[chimera-dev] Using Chimera to display family shuffling information.

[Elaine Meng]

On Apr 8, 2015, at 5:11 PM, Matthew Tiffany <matt.tiffany at icloud.com> wrote:

> To Whom It May Concern:
> I am interested in displaying results from DNA shuffling experiments on a crystal structure. Here is a graphical tool that I have found to do this: http://qpmf.rx.umaryland.edu/XoverDemo.html
> 
> What I would like to do is input an alignment of parental sequences and separately a chimeric protein that is derived from the parental sequences by domain shuffling. Then color code a related structure based upon which domain of a parent the chimeric protein came from.
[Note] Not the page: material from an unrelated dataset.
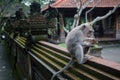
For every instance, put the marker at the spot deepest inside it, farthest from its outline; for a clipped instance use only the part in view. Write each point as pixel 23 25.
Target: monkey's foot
pixel 84 60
The Xover program does this in a graph, but I would like to be able to do this in 3D space. It is similar to color coding by conservation in MultiAlign, but not exactly. Is there any existing plugin that you may be aware of that does this already or a potential backbone plugin that I can use as a starting point to try and code it myself.
> 
> Regards,
> Matthew Tiffany
> Postdoctoral Fellow
> Mark A. Kay Laboratory
> Stanford University

Hi Matthew,
I’ve CC’d the chimera-users list since my answer doesn’t involve programming...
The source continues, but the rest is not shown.